Remarque should not be read all at once – most of his novels are quite similar and even though he is one of my most favorite authors ever, I admit that the characters are now blurred in my mind into one picture – a man and a woman affected by the war in one way or another, desperate and despaired, fall in love in the most unusual fashion. Their relationship is passionate, philosophical and always tragic. They spent endless nights drinking, eating and talking about the nature and purpose of life.
All Quiet on the Western Front is sharply different. One of the first attempts in writing of the author focuses exclusively and entirely on the German soldiers during the First World War and is rightly proclaimed one of the greatest anti-war novels of all times. In his subsequent works Remarque continues opposing the war somewhat peripherally but All Quiet on the Western Front is his open and honest rebellion against one of the most disastrous “invention” of humanity.
I remember a picture I saw on the internet – a shark and a diver are swimming in the sea. The caption below reads: Above you will see the most dangerous animal on the earth. Next to it a shark is swimming peacefully. This most dangerous animal on earth is central to Remarque’s criticism in All Quiet on the Western Front. The author himself was sent to the Western front at the age of 18th and large parts of the novel can be seen as autobiographical. He vividly and in detail describes the horror of the war – 20 something boys are sent to fight and are transformed into men over a night. They don’t have a childhood, or a youth. The extreme physical and mental distress of the war combined with the utter detachment from civilian life upon their return home, transform them into mere shadows of human beings.
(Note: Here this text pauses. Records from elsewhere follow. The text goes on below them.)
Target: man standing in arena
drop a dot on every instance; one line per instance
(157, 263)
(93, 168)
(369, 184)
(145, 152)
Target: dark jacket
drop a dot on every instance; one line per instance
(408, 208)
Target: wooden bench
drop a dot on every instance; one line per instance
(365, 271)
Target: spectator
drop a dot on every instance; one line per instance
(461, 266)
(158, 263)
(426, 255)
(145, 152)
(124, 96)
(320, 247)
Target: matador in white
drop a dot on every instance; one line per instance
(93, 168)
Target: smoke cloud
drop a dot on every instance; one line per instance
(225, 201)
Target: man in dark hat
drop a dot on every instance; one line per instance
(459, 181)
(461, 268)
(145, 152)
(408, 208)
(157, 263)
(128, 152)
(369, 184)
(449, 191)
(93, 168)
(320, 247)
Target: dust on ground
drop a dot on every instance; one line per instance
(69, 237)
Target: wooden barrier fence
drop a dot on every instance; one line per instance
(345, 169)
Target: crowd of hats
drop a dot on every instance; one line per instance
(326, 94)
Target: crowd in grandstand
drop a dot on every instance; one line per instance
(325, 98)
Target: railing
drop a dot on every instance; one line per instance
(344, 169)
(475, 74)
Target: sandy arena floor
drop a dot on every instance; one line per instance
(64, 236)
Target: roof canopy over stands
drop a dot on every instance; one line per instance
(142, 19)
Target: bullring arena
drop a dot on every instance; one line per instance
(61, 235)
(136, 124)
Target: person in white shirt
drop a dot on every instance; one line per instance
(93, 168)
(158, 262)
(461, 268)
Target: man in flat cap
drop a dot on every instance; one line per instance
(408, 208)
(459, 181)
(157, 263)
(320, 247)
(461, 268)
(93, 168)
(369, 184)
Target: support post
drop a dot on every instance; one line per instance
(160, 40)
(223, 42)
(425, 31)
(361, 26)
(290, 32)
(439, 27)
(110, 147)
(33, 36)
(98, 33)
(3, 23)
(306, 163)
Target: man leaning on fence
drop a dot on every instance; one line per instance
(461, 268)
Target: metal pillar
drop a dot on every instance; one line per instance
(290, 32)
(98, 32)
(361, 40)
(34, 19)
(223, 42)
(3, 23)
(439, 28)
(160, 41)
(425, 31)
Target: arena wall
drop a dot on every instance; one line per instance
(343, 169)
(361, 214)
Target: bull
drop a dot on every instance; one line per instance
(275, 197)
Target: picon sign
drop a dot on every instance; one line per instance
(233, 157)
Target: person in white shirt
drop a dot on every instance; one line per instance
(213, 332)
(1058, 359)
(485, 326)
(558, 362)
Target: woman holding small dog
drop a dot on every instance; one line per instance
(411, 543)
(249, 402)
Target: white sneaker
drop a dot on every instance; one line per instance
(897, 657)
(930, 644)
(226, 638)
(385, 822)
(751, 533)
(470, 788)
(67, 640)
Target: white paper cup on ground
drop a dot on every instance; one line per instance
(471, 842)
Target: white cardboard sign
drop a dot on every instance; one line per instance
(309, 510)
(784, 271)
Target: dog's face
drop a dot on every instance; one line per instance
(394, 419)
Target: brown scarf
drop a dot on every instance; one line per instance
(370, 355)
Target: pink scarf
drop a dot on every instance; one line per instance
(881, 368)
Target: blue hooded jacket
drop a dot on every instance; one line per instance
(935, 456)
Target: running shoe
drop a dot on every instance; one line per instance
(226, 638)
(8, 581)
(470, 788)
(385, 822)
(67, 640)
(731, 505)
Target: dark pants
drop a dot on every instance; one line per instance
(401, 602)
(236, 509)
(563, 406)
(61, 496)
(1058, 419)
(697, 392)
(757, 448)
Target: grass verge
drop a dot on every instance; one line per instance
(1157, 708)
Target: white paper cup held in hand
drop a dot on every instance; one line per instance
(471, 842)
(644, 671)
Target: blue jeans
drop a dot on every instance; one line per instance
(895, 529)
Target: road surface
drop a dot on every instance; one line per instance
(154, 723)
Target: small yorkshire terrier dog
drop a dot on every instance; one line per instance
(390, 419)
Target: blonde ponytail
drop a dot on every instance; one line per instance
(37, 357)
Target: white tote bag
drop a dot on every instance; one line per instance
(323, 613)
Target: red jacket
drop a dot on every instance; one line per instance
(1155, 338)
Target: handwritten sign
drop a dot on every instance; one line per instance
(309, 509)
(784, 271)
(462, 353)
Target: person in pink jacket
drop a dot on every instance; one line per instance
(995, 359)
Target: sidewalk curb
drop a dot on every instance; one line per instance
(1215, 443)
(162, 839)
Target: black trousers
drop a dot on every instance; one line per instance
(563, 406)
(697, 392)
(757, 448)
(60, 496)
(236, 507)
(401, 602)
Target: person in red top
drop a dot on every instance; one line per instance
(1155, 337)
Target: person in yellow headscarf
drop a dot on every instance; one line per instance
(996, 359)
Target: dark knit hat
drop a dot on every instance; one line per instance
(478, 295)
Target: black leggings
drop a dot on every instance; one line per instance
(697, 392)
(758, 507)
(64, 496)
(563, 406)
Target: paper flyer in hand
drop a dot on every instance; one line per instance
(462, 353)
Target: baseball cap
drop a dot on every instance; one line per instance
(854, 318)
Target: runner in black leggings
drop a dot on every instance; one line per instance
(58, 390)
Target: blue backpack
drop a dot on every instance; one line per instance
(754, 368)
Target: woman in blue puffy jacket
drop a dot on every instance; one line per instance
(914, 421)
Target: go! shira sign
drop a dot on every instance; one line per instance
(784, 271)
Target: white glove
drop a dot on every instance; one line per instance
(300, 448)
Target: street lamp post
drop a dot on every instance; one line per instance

The lost generation. Just out of high school, these boys don’t have a profession, a wife, children. All they know from their conscious life are trenches, grenades, blood and death. Upon returning from combat, they are disillusioned and lost in a world they don’t know. The older men can return to their jobs and families, but these young boys have to return to a nothingness and start building their life from scratch. Remarque skillfully describes a generation that survived the war and yet was destroyed by it. These soldiers go through extreme mortal situations and yet the peace and calm of home for them seems an even harder battle.
Through the eyes of the narrator Paul Baumer and his friends, Remarque asks the inevitable yet unanswerable questions. Why does war exist? Who decides to fight? Can both we and the enemies be right if both our and their government claim to be right? How come some men sign some papers and then a bunch of young boys go and die in their place? What would we have done different if it was us deciding whether to fight or not? How can a country hate another country? Can a mountain in France hate a mountain in Germany?
One episode stands out vividly in my mind. Paul Baumer is in combat, hiding in one of the trenches, when an enemy jumps in there with him. Instinctively, to protect his life, Baumer stabs deadly the enemy soldier. And then starts taking care of him – covering his wounds, bringing him water, apologizing, and promising to write to his family. This is one of the contradictions of war, that leaves these boys confused and lost – you have to kill to survive and yet you feel a deep compassion for your enemy, whose only fault was that he was born on the opposite side of the conflict.
All Quiet on the Western Front is bitterly honest and touching. In simple words and simple situations it describes the violence and fatuity of war, which leaves millions of men crippled both physically and mentally or…dead. At the end of the day, there are no winners – just losers, some luckier than others.